SALIC et autres initiatives
L’Arabie saoudite est en train de renforcer stratégiquement ses activités à l’étranger via l’« Initiative du roi Abdallah pour l’investissement agricole saoudien à l’étranger », lancée en 2008, ciblant 35 pays pour y développer des projets agricoles. L’initiative vise officiellement à produire des denrées alimentaires à la fois pour le Royaume et les pays partenaires. L’Initiative du roi Abdallah encourage en partie l’acquisition de terres en accordant des subventions à ses entreprises qui investissent dans des activités agricoles à l'étranger.

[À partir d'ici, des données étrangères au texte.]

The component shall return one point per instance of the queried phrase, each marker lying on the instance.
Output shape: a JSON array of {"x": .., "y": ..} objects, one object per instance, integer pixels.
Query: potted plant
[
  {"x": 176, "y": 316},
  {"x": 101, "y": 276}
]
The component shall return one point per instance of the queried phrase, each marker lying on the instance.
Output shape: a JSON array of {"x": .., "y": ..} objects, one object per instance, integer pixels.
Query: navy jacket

D’autres programmes soutenus par le gouvernement saoudien visent aussi à promouvoir ses activités agricoles à l’étranger, notamment le Fonds d’investissement public (PIF), la Saudi Agricultural and Livestock Investment Company (SALIC) et la Saudi Private Sector Joint Venture Initiative, qui prévoit des transferts de technologie, des coentreprises et des achats directs d'entreprises agricoles. Les groupes agricoles saoudiens ont dépensé plus de 4,5 milliards de dollars dans l’acquisition ou la location de vastes étendues de terres agricoles, ainsi que dans l’élevage, la production végétale et la transformation alimentaire dans plus de 16 pays.
Le Koweït rejoint les accords sur les terres agricoles
Le Koweït est un autre pays du Golfe à avoir sauté sur l’offre pakistanaise de terres agricoles. Fin 2023, il a signé un protocole d’accord avec le Pakistan portant sur des projets d’une valeur de 10 milliards de dollars, dont certains axés sur la sécurité alimentaire. Les deux pays ont décidé d’élargir leur partenariat économique et d’investissement en mettant l’accent sur des secteurs tels que l’alimentation et l’agriculture, les retenues d'eau, l’exploitation minière, la préservation des mangroves et les technologies de l’information[14]. À la suite de la signature de l’accord, l’ambassadeur du Pakistan au Koweït, Malik Muhammad Farooq, a souligné que son pays pouvait contribuer aux objectifs de sécurité alimentaire du Koweït, mettant en avant sa capacité à fournir des fruits frais, des légumes et de la viande. Les deux nations avaient déjà posé les bases d’une coopération économique dès 1979, avec la création de la Pakistan-Kuwait Investment Company (PKIC), une institution financière de développement qui détient aujourd’hui 71,35 millions de dollars d’actifs[15].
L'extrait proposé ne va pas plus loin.